Aún lo recuerdo como si de ayer de
tratara.
Contaba siete años, era una niña
extremadamente delgada, con grandes ojos marrones, su tex un pálido amarillento,
sus labios finitos y una sonrisa obligada, que le exigía su madre antes de
salir de casa. Bien peinada con dos trenzas largas color azabache, sus vestidos
siempre holgados de volantes para
disimular su extrema delgadez.
Mochila a la espalda que doblaba su
cuerpo hacia adelante para poder cargarla. Cogida de la mano de su madre para cruzar
la carretera que llevaba hasta la escuela, que luego suelta con desprecio.
Laura no entendía a su madre ni
porqué era tan fría con ella. Veía a sus compañeras dar besos a sus padres
antes de entrar al colegio, ella se acercaba a su madre, esta le ponía la mano
en el hombro y decía: -al cole-.
Laura era una niña retraída, de
pocas amigas, la llamaban “la rarita” tanto que llegó a creérselo.

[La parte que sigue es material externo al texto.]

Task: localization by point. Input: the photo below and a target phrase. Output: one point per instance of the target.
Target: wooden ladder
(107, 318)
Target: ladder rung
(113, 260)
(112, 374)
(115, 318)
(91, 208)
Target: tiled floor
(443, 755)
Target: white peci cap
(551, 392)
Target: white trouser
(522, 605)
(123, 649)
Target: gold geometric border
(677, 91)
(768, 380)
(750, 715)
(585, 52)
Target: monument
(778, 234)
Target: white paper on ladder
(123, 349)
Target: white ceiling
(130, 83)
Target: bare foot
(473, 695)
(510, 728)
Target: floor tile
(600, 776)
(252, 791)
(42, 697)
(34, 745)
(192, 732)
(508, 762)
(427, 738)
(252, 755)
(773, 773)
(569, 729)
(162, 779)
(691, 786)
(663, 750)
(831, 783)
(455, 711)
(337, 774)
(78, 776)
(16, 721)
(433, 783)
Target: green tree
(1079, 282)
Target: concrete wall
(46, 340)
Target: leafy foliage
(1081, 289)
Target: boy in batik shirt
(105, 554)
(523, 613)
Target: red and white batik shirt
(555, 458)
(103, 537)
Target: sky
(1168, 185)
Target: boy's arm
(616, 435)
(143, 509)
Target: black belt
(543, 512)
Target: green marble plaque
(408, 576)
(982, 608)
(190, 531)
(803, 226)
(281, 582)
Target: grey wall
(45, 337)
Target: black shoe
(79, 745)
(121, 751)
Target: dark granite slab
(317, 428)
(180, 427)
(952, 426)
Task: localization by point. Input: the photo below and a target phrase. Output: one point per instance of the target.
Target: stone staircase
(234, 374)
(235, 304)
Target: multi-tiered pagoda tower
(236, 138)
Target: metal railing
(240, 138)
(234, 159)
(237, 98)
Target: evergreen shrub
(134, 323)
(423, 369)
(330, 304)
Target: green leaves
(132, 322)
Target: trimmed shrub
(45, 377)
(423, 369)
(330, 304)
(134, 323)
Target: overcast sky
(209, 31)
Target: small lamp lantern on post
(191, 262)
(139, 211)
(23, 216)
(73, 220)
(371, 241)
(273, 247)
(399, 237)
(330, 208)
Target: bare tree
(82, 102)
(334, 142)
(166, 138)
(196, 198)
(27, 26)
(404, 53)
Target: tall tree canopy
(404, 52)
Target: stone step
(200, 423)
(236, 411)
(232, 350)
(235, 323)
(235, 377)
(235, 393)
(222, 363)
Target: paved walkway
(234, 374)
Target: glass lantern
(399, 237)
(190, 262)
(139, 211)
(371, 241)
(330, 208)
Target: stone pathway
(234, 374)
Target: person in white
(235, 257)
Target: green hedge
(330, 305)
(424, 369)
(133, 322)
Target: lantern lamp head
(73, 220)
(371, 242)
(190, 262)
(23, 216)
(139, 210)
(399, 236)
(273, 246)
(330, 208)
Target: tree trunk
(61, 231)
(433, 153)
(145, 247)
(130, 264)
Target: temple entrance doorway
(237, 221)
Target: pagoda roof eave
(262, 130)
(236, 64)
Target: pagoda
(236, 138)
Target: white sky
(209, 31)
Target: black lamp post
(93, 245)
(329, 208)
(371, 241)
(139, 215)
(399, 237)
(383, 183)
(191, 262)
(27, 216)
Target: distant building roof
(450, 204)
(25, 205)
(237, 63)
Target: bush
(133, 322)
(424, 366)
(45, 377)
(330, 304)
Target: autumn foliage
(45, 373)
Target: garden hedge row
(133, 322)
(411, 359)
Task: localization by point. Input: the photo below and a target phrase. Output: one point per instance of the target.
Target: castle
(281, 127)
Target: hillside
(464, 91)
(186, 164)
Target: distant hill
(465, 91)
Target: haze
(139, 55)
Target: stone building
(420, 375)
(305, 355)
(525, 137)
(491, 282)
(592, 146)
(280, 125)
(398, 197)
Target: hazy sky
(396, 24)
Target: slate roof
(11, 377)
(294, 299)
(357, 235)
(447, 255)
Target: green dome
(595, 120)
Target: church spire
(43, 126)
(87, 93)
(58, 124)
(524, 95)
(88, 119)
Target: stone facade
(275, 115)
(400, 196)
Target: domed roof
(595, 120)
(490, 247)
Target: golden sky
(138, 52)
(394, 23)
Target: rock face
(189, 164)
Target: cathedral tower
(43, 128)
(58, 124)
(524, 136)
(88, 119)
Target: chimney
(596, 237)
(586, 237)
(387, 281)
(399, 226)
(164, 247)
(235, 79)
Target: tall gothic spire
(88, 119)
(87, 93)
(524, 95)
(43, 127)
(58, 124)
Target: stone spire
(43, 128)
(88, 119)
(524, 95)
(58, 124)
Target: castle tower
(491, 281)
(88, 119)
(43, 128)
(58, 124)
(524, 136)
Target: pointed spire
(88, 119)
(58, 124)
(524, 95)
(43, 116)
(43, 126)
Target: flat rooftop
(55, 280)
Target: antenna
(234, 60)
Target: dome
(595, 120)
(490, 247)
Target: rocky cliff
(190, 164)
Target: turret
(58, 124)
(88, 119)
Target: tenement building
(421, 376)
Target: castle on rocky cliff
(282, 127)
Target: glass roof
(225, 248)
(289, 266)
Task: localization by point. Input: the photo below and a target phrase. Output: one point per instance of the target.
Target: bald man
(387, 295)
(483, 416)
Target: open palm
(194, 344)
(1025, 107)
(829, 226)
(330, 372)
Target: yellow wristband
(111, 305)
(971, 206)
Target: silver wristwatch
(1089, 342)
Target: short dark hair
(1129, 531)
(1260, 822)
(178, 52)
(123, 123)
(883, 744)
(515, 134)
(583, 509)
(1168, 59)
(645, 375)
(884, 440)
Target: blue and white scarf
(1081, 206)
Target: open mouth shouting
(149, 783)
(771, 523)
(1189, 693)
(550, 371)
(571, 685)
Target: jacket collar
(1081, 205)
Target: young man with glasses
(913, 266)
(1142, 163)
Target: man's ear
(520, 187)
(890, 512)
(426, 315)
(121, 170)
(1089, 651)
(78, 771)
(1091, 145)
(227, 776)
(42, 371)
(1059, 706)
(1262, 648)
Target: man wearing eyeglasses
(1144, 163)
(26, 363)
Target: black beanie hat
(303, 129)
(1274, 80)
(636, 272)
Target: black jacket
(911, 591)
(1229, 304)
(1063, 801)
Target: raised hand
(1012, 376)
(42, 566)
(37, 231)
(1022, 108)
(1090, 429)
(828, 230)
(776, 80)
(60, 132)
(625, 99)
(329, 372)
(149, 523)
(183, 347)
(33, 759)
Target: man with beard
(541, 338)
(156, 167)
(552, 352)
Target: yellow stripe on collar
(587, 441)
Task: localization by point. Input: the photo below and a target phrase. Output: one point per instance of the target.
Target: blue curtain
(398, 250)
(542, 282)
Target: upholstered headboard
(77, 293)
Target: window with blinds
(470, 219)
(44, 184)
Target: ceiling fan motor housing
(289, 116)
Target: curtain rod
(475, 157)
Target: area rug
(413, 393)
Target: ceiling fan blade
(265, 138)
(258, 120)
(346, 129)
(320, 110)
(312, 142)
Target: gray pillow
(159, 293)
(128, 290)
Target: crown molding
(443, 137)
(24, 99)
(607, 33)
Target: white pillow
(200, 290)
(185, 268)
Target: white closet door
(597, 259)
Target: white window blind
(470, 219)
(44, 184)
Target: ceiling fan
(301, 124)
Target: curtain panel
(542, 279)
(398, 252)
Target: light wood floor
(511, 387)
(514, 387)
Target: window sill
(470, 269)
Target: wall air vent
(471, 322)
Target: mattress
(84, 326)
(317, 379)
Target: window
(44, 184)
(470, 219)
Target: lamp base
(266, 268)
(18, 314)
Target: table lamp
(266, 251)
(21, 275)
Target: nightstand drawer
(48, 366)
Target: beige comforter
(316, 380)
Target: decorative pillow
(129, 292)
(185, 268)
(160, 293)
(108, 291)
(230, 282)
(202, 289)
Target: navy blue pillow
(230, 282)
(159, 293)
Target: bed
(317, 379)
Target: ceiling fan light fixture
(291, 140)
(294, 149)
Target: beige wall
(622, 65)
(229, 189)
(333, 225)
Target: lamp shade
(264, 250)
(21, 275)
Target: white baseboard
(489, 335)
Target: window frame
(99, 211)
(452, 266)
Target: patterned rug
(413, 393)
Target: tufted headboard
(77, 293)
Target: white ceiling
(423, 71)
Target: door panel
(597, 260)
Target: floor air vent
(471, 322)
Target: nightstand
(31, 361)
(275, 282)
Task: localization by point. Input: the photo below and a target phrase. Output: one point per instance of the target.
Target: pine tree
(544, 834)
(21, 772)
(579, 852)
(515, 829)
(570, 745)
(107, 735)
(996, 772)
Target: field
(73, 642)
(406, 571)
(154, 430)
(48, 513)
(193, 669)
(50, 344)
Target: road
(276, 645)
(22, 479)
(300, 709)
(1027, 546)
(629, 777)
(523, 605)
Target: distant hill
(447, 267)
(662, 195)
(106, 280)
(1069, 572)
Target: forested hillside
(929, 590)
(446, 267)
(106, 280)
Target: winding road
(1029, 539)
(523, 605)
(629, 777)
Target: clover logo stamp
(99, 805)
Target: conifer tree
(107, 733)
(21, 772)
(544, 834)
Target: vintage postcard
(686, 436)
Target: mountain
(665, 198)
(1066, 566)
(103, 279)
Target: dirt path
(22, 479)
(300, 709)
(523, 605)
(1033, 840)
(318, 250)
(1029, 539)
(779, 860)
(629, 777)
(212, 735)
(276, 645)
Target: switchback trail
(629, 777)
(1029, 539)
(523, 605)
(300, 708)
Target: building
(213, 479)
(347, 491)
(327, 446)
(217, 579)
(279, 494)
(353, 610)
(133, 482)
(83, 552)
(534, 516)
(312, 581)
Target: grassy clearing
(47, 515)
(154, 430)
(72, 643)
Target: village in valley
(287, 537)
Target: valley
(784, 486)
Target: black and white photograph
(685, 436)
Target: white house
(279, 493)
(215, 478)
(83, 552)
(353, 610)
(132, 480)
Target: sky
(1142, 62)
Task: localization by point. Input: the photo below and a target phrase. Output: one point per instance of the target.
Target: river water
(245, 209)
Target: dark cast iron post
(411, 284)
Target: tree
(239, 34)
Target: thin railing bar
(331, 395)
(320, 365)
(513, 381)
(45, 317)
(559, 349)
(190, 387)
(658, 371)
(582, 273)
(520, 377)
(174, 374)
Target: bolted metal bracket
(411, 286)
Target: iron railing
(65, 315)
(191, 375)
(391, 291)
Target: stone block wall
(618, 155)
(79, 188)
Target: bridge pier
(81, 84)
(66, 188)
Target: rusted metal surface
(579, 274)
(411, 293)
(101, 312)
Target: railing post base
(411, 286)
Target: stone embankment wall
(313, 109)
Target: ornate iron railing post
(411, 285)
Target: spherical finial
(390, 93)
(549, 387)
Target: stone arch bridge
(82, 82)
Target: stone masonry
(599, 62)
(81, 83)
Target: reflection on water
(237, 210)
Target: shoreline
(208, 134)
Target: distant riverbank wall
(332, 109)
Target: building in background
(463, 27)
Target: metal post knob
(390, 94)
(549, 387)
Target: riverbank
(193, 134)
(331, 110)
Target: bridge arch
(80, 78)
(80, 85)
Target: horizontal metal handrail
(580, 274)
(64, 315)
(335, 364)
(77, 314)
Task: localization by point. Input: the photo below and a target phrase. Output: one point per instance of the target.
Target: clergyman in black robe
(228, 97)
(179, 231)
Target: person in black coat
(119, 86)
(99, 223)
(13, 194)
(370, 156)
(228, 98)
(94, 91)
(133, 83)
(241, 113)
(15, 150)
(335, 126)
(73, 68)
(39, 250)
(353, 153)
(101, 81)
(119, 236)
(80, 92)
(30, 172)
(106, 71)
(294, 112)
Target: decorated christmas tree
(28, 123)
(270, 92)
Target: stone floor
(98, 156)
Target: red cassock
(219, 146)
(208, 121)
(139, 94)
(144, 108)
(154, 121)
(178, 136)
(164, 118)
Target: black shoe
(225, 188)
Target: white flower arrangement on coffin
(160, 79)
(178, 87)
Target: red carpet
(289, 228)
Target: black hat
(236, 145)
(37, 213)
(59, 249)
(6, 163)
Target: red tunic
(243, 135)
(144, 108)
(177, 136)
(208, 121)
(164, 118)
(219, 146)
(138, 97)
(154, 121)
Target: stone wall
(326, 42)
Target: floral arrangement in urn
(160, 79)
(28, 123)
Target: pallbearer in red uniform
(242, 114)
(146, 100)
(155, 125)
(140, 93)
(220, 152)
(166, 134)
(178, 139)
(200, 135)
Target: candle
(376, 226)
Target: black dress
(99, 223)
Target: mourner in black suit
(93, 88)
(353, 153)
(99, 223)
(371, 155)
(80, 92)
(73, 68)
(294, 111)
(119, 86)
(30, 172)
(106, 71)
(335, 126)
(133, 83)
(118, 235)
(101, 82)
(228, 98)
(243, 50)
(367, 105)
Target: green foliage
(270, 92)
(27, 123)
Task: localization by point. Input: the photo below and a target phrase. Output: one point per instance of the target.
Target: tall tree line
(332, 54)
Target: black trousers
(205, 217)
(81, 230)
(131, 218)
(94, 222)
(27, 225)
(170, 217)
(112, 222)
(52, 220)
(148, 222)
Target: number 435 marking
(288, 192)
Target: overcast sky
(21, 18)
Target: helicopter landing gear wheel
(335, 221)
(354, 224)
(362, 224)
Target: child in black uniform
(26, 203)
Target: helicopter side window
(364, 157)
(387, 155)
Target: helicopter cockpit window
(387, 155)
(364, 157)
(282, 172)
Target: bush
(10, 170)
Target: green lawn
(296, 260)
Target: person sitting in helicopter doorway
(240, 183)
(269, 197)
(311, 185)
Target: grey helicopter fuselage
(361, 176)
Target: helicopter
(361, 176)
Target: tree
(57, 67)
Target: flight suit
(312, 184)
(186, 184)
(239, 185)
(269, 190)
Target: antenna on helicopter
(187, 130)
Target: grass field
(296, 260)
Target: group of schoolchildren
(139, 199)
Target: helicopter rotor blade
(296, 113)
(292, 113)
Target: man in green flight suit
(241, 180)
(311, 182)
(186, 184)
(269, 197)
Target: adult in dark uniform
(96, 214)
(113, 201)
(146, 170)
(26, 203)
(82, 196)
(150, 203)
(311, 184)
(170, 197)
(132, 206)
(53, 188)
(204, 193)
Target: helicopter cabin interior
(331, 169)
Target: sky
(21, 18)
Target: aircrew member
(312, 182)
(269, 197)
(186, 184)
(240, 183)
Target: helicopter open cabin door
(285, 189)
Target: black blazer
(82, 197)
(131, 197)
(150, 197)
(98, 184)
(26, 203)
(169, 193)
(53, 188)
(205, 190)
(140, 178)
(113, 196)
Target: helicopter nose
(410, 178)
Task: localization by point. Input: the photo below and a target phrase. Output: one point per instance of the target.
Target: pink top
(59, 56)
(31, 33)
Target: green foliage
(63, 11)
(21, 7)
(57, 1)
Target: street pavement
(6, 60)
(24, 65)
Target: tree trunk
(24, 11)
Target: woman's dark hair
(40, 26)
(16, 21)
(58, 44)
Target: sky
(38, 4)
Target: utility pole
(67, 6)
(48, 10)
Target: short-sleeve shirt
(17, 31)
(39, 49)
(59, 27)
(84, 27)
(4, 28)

Una noche que no podía dormir, se
levantó a beber agua, salió de la habitación, bajó las escaleras. De pronto, unos
ojos amarrillos brillaron en la oscuridad, Laura gritó y la luz del recibidor
se encendió. Allí estaba su madre tras una gran cacerola negra burbujeante, un
gato colgado por las patas traseras con los ojos abiertos dislocados. Laura
seguía con cara de grito terrorífico, pero no emitía sonido alguno. No entendía
lo que sucedía ni quien era su madre. Escuchó una voz que decía: -Laura, Laura
despierta que hay que ir al colegio.
-Mamá, vaya pesadilla terrible que
he tenido.
Su madre fijó la mirada en los ojos
de la niña y un escalofrío recorrió todo su cuerpo.